Australian Crop Update – Week 47

Harvest and Weather Update
ASX wheat futures rocketed up to AUD $425 on Tuesday as traders scramble to cover nearby milling wheat shorts amid the threat that a significant proportion of the NSW wheat harvest could be downgraded. East coast ASX wheat futures are now up nearly AUD $100 since late October as wet weather stalls east coast harvest activity and jeopardises grain quality. The situation is starting to look reminiscent of 2010/11 when a large proportion of the east coast wheat harvest was downgraded to feed quality following a wet harvest.

New South Wales grain harvest is still less than a third complete. At this stage our analysts feel 1-2MMT of the New South Wales wheat crop is already downgraded and the 30-60mm of rain forecast for the remainder of the week could more than double this. For the moment, Victoria, South Australia and Western Australia are avoiding the excessive rain.

In Western Australia, barley and canola are still making up the bulk of the WA deliveries but wheat deliveries are starting to climb as harvest picks up. Wheat proteins remain lower than normal which is likely to push more export sales into feed markets like the Philippines as well as making it difficult to meet the specs needed for milling wheat destinations, which require higher protein.

On the cash markets, quality milling wheat premiums have rocketed, while low quality bids have tumbled in the absence of mid protein wheat which typically makes up the bulk of exports heading into overseas markets. The abundance of low protein wheat adds further complexity to the global market which is already extremely short mid protein wheat supplies.

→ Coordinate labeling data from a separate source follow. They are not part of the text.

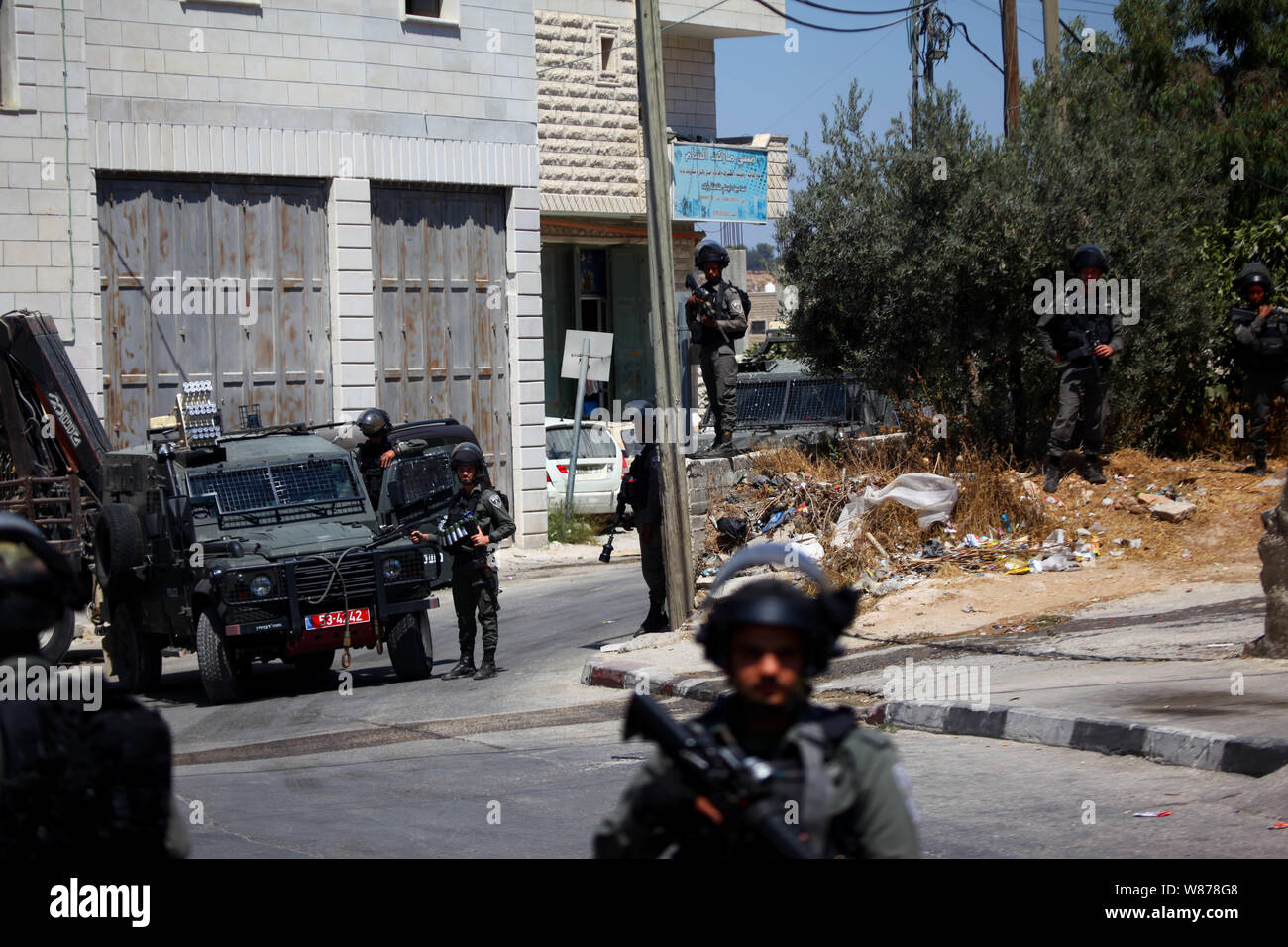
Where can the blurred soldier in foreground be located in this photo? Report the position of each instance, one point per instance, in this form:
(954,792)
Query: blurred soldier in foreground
(1261,352)
(476,583)
(1081,341)
(73,780)
(765,772)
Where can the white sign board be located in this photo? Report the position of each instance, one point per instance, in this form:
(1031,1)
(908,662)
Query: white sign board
(600,355)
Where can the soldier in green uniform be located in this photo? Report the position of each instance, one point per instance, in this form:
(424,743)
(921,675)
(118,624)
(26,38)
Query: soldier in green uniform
(1261,335)
(476,585)
(378,451)
(715,329)
(1081,343)
(838,784)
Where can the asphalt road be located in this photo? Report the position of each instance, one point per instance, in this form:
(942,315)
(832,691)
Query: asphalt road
(527,763)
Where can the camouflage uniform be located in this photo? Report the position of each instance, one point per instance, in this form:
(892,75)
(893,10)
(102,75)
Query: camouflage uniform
(717,359)
(475,579)
(849,788)
(647,467)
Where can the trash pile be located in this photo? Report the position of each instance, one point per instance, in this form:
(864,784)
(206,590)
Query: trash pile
(825,521)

The latest run of the weather models has 20-60mm for Mon/Fri for Northern New South Wales and 30-80mm for Southern New South Wales. South Australia and Victoria should see lighter falls.

Ocean Freight
 
The freight market continued its negative path with Chinese demand almost completely absent from the market, which is really underpinning the present freight market malaise. Our feeling is the market is getting temporary support here, but Chinese demand will continue to be muted until after Beijing Winter Olympics which is set for February.

Currency – AUD

Last week the Australian dollar was hampered by a flight to risk aversion and a stronger greenback, closing a full cent lower from where it began the week. The greenback remained bullish, supported by a more hawkish Federal Reserve. This was led by expectations that two interest rate hikes are now expected in 2022. The Australian federal reserve was more dovish, suggesting they didn’t see interest rates needing to rise until 2024.